Options: (a) widen AC-4 to allow rewrap; (b) declare c6's
`IndexUnavailableError` part of the C2 closed envelope (subclass
the c2 class from the c6 class, or vice versa); (c) leave as-is
with explicit documentation that consumers must catch either
class. None blocks the current implementation.
**F3: Unused `normaliser` parameter in AZ-341 spec** (Low / Spec-Gap)
- Location: task spec § Outcome (Constructor signature).
- Description: spec lists `normaliser: DescriptorNormaliser` but
the documented `retrieve` body never calls it. The bridge omits
the parameter (no behaviour change; INV-3 obligates the
producing strategy to normalise).
- Suggestion: update the spec to drop the parameter, OR add explicit
defensive re-normalisation to the bridge with a note that it
conflicts with INV-3's strategy-side guarantee.
**F4: Flaky cold-start performance test** (Low / Maintainability)
- Location:
`tests/unit/c12_operator_orchestrator/test_cli_help_and_logging.py::test_cold_start_under_500ms_p99`.
- Description: occasionally measures p99 > 500 ms on a developer
host (580.8 ms observed in Batch 44).
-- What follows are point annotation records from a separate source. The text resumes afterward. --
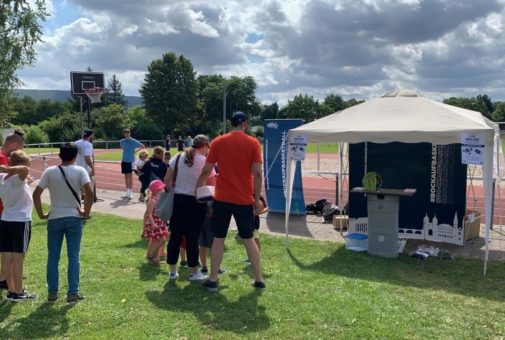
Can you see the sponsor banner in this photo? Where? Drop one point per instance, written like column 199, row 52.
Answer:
column 275, row 157
column 472, row 148
column 297, row 147
column 436, row 211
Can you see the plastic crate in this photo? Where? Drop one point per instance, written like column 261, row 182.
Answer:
column 356, row 242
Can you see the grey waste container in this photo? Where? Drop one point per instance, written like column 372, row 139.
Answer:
column 383, row 224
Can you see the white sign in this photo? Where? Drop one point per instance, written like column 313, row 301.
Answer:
column 472, row 148
column 297, row 146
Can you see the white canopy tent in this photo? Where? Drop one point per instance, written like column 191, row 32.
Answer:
column 403, row 116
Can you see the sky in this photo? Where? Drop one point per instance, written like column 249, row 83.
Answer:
column 353, row 48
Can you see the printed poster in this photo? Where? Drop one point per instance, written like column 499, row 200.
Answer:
column 472, row 148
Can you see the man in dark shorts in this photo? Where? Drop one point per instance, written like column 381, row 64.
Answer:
column 240, row 175
column 129, row 146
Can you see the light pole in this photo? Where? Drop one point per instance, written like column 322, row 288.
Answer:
column 225, row 93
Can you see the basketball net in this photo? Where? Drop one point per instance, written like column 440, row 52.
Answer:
column 94, row 94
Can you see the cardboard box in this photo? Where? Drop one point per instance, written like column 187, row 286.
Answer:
column 340, row 222
column 472, row 225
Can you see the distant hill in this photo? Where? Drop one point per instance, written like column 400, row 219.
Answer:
column 62, row 96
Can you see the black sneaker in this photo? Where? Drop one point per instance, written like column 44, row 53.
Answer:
column 259, row 285
column 74, row 298
column 3, row 284
column 52, row 297
column 210, row 286
column 25, row 295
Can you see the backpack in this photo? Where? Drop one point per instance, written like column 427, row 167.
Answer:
column 329, row 211
column 316, row 208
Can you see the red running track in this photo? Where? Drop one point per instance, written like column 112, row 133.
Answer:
column 109, row 177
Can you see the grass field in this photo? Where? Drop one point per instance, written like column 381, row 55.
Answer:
column 314, row 290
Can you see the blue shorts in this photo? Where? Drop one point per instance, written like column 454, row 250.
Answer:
column 126, row 167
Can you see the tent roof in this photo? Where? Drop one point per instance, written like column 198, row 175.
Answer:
column 399, row 116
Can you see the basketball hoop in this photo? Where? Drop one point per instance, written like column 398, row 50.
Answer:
column 94, row 94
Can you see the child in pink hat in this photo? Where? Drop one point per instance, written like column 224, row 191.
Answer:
column 155, row 229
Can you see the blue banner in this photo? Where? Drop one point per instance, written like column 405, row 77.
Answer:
column 275, row 154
The underlying PEP 562 lazy
import discipline is unchanged across 43-45; the regression is
host-load variance.
- Suggestion: re-evaluate on dedicated CI Tier-1 hardware where the
host is not under interactive load; defer to a future test-host
selection PBI. No blocking action this cycle.
## Verdict
**PASS_WITH_WARNINGS** — four Low-severity findings, three of which
are carry-over hygiene / spec items (F1, F3, F4) and one of which
(F2) is a structural inconsistency between a task-spec AC and a
module docstring expectation that pre-dates this cumulative window.
No Critical, no High, no Medium findings. The implement skill's
auto-fix gate accepts the verdict without intervention. Recommend:
- Surface F2 + F3 to the user as a small spec-hygiene follow-up
pair (one ticket, ≤ 2pt).
- Confirm AZ-508 (ISO-timestamp consolidation hygiene PBI) is
scoped to absorb F1 when it is scheduled.
- Leave F4 untouched until a dedicated CI Tier-1 host is available.